A bevy of nail salon workers, elected officials and reproductive health advocates will assemble outside City Hall Tuesday morning to underscore the report’s findings and urge the state to pass legislation aimed at creating standards for an industry long plagued with poor working conditions, wage theft and health risks. The Nail Salon Minimum Standards Council Act, which is sponsored by Sen.  Jessica Ramos and Assembly Member Harry Bronson, would create an industry council composed of workers, employers, and government representatives to recommend new labor standards for nail salons in New York. 

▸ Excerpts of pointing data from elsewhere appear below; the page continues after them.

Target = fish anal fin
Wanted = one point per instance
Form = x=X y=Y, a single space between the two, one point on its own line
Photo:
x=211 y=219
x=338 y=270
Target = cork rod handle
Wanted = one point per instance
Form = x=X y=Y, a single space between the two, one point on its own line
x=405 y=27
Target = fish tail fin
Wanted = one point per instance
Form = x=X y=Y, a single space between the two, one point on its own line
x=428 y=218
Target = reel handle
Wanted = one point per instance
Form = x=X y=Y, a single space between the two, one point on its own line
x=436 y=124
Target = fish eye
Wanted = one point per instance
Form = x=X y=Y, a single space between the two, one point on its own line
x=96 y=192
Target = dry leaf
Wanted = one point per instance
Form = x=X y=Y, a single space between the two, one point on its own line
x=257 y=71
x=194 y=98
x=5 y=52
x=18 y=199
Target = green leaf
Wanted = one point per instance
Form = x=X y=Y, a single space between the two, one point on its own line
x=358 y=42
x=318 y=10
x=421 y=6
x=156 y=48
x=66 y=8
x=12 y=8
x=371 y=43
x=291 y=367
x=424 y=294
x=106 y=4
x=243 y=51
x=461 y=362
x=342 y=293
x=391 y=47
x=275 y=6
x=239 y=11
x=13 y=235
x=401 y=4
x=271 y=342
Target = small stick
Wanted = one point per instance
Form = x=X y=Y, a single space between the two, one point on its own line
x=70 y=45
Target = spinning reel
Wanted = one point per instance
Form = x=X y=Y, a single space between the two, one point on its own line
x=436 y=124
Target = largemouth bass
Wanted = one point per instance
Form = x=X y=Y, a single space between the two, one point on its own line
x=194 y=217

“Salon owners say the only way to stay in business, among intense cost-cutting competition, is to take shortcuts which hurts their employees,” Bronson said in a statement. “This is not only shortchanging the economy in communities throughout the state, but the health and prosperity of future generations. It's time to change things.”

While the nail salon industry is booming across the state, the report details the dark underbelly of the sector – one rife with illegal working conditions. Still, health risks linked to the chemicals in products like glues, removers, and polishes are one of the biggest concerns amid the workforce. Of the 312 women nail techs in New York surveyed for the report, 17% said they have experienced reproductive health issues and 18% said they have had complications during a pregnancy. Among the general U.S. population, those numbers are approximately 11% and 8% respectively. Around 7% of these women also said their child was born with birth defects compared to 2 to 4% of the general population.

“I reject any notion that supporting small businesses has to come at the expense of women's health, especially when we have the policy tools to redesign the nail salon sector in a way that brings all voices to the table," Ramos said in a statement.